With the newly announced federal government reforms to teacher training announced this week, emotional intelligence is now firmly on the agenda for trainee teachers.
Under the proposed rules, prospective teachers will need to undergo emotional aptitude tests before they begin their training.
The idea has intuitive appeal and testing emotional intelligence remains a “hot topic” in psychology circles. But it is also a slippery construct and can be difficult to test.
This doesn’t mean the idea doesn’t have merit, but let governments and education faculties be warned, testing emotional intelligence will not be easy.
What is emotional intelligence?
There are a number of different definitions of emotional intelligence in the psychological literature, but in general, it is defined as an ability to identify, regulate, and manage emotions in the self and in others.
Good teachers need a strong emotional intelligence. Understanding what makes a particular student “tick” emotionally can be important in helping with individual learning.
Further, by being mindful of students’ emotions and helping students to regulate their emotions, teachers can ease interpersonal conflicts and contribute to the students’ emotional and social development.
Importantly, emotionally intelligent teachers also have the ability to perceive and regulate their own emotions, which might help to increase workplace engagement and reduce burnout.
Taking the test
But emotional intelligence can be tricky to assess.
Psychologists generally use one of two approaches. The first approach is to ask people about how they use emotion, and how good they are at using it. Yet if we look at the literature on more traditional forms of intelligence, this “self-report” approach to measurement is problematic; self-report and actual intelligence are not highly correlated.
However, the self-report method is still useful, as it results in a measure of “trait” emotional intelligence, reflecting how an individual might feel and be willing to act in a typical situation, as well as their emotional self-efficacy.
The second approach is to ask people a series of questions about emotion to which there is a defined correct answer. These are considered to be “performance” approaches, where emotional performance is gauged against an external criterion.

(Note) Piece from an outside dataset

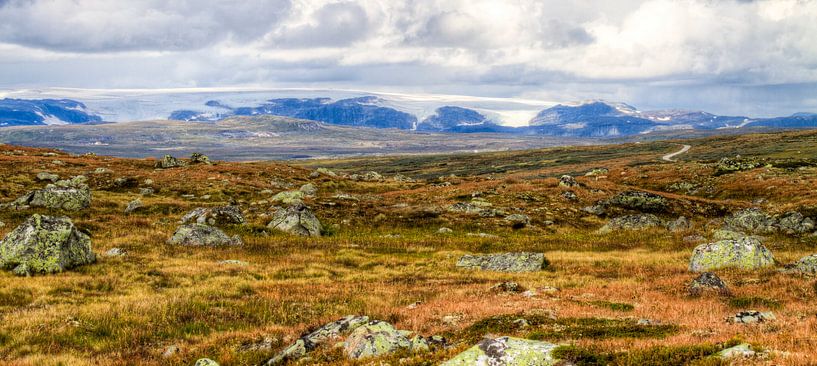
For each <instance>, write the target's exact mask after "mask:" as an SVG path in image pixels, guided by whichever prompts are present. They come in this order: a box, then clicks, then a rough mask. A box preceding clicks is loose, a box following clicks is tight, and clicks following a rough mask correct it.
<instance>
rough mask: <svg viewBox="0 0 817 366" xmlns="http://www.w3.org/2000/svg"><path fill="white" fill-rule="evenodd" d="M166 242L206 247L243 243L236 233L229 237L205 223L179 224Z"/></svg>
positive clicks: (187, 245) (214, 227)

While not without its limitations (the defined correct answer is established by a panel of experts….make of that what you will), this approach results in a measure of “ability” emotional intelligence, and is considered to be more objective than self-report measures.
Impossible to measure?
Emotional intelligence is a construct still in relatively early days of empirical evaluation. It is not surprising that at this stage, psychologists are still in the process of refining its measurement.
However, just because something is difficult to measure, does not mean that it is not important. Ongoing work is needed to improve our understanding of exactly what comprises emotional intelligence and how to measure it.
The desire to help trainee teachers develop their interpersonal skills is laudable. But as the government continues talks with universities about how to implement these kinds of tests, extreme care needs to be taken and the difficulties of measuring emotional intelligence properly understood.
What is “correct” in an emotional intelligence test is not as clear-cut as it is in a numeracy and literacy test for example. In addition, intelligence is usually considered to be a relatively stable construct – you can’t teach someone to have more mental horsepower (though we do gain crystallised intelligence through experience).
From this perspective, attempting to train teachers (or anyone) to be have “more” emotional intelligence might be problematic. Instead, helping future teachers to develop a series of emotional competencies such as resilience, optimism, and effective adaption to change during their training might be more productive.